C#, immutability and public readonly fields
I have read in many places that exposing fields publicly is not a good idea, because if you later want to change to properties, you will have to recompile all the code which uses your class.
However, in the case of immutable classes, I don't see why you would ever need to change to properties - you're not going to be adding logic to the 'set' after all.
Any thoughts on this, am I missing something?
Example of the difference, for those who read code more easily than text :)
//Immutable Tuple using public readonly fields
public class Tuple<T1,T2>
{
public readonly T1 Item1;
开发者_StackOverflow社区 public readonly T2 Item2;
public Tuple(T1 item1, T2 item2)
{
Item1 = item1;
Item2 = item2;
}
}
//Immutable Tuple using public properties and private readonly fields
public class Tuple<T1,T2>
{
private readonly T1 _Item1;
private readonly T2 _Item2;
public Tuple(T1 item1, T2 item2)
{
_Item1 = item1;
_Item2 = item2;
}
public T1 Item1 { get { return _Item1; } }
public T2 Item2 { get { return _Item2; } }
}
Of course, you could use auto-properties (public T1 Item1 { get; private set; }
), but this only gets you 'agreed immutability' as opposed to 'guaranteed immutability'...
C# 6.0 now supports auto-property initializers.
The auto-property initializer allows assignment of properties directly within their declaration. For read-only properties, it takes care of all the ceremony required to ensure the property is immutable.
You can initialize read-only properties in constructor or using auto-initializer
public class Customer
{
public Customer3(string firstName, string lastName)
{
FirstName = firstName;
LastName = lastName;
}
public string FirstName { get; }
public string LastName { get; }
public string Company { get; } = "Microsoft";
}
var customer = new Customer("Bill", "Gates");
You can read more about auto-property initializers here
It is an obvious omission from properties that you cannot write something like:
public T2 Item2 { get; readonly set; }
I'm not even sure readonly
is the best word to use to mean "can only be set in the constructor", but that's what we're stuck with.
This is actually a feature that many people have requested, so let's hope that it will be introduced in a hypothetical new version of C# some time soon.
See this related question.
You may not need to add any logic to a setter in the future, but you may need to add logic to a getter.
That's a good-enough reason enough for me to use properties rather than exposing fields.
If I'm feeling rigorous then I'd go for full immutability (explicit readonly
backing fields with exposed getters and no setters). If I'm feeling lazy then I'd probably go for "agreed immutability" (auto-properties with exposed getters and private setters).
In C#9 we have the init accessor which you could use instead of the set accessor.

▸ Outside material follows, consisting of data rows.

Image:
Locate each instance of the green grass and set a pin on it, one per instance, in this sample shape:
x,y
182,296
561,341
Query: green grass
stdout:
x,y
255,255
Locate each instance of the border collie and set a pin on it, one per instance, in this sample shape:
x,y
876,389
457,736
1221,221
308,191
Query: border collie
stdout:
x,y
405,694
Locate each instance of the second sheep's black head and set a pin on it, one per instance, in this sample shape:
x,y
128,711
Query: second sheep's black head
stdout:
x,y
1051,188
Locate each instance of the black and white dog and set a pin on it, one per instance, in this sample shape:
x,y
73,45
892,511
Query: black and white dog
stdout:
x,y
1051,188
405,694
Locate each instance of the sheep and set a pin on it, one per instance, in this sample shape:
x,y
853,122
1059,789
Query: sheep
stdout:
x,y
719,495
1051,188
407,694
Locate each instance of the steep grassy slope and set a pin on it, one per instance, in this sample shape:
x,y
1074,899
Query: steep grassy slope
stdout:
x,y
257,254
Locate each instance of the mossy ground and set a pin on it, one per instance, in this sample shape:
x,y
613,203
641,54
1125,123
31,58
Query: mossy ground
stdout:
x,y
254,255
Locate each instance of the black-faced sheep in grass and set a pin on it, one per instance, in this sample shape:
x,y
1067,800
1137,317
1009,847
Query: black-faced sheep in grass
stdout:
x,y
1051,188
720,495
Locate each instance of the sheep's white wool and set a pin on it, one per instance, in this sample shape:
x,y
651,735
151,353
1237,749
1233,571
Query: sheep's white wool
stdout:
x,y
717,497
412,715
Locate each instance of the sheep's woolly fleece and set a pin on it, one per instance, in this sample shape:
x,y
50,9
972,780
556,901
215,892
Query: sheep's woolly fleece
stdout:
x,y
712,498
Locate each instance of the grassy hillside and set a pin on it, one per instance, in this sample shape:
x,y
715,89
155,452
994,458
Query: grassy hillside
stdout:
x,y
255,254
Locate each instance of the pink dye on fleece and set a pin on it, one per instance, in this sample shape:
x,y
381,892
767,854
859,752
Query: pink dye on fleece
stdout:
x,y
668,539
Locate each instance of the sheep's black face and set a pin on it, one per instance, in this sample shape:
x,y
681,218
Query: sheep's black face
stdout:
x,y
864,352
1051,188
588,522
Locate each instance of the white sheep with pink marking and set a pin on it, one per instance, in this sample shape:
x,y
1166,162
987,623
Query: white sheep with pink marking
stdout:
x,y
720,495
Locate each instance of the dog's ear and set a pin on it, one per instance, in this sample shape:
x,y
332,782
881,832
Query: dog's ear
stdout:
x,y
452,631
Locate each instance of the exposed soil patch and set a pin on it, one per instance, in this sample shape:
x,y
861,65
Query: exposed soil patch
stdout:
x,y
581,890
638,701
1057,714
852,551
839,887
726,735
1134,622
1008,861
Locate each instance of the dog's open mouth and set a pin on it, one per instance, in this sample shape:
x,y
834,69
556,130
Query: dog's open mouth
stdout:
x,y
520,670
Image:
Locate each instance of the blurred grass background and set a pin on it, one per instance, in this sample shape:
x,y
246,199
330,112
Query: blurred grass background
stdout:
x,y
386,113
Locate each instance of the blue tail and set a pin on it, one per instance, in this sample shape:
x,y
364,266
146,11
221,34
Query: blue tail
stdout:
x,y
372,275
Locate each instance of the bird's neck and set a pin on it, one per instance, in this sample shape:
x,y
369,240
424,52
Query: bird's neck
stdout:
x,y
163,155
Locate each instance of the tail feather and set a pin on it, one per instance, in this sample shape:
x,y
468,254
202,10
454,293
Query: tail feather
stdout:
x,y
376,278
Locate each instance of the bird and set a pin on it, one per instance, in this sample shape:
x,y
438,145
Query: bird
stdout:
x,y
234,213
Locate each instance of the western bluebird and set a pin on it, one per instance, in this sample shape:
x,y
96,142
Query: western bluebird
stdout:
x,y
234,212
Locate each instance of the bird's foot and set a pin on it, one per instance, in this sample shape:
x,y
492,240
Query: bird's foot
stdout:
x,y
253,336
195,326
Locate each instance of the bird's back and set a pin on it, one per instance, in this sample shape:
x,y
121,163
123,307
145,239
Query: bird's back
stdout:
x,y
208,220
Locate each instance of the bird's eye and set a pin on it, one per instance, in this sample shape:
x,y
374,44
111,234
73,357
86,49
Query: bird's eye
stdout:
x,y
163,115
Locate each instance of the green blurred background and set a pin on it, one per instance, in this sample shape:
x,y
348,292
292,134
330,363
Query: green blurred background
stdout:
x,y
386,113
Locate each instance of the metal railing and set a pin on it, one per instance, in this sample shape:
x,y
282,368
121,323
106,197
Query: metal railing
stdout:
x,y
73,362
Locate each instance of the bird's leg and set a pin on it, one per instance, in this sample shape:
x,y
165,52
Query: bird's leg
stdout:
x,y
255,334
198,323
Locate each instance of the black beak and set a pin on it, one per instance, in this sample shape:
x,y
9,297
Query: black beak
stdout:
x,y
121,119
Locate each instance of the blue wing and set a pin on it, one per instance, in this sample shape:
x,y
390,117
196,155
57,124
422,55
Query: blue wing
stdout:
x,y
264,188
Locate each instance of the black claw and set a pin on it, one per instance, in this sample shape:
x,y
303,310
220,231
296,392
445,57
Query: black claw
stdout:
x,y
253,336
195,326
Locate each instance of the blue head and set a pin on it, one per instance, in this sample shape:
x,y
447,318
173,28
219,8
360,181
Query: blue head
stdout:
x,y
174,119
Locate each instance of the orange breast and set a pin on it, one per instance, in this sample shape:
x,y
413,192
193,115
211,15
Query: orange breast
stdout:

var firstCar = new Car { Color = "Orange", Brand = "Mclaren" };
public class Car
{
public string Color { get; init; }
public string Brand { get; init; }
}
An init only property (or indexer) is declared by using the init accessor in place of the set accessor
An instance property containing an init accessor is considered settable in the following circumstances, except when in a local function or lambda:
- During an object initializer
- During a with expression initializer
- Inside an instance constructor of the containing or derived type, on this or base
- Inside the init accessor of any property, on this or base
- Inside attribute usages with named parameters
Init only setters
As a standard practice I follow your 2nd example only using 'readonly' when the object is public or vulnerable to inadvertent tampering. I am using the 'agreed immutability' model in a current project building a plugin framework. Obviously, with agreed immutability, the readonly
protection is removed.
Only in rare circumstances do I expose a field - public, internal, or otherwise. It just doesn't feel right unless writing a property {get;} takes more time than I'm willing to give.
The idea behind properties is that, even if you don't intend to chang them now or later, mabye you might need to in some unforseen way. Let's say you need to change the getter to do some kind of calculation, or logging. Maybe you need to add exception handling. Lots of potential reasons.
Also consider semantics. if T1 is a value type rather than a reference type, then accessing obj.Item1 returns a copy of _Item1 in the getter, while accessing Item1 without a getter would not retrieve a copy. This means that while Item1 may be immutable internally, the returned value type object isn't. I can't think of a reason why that would be a good thing, but it is a difference.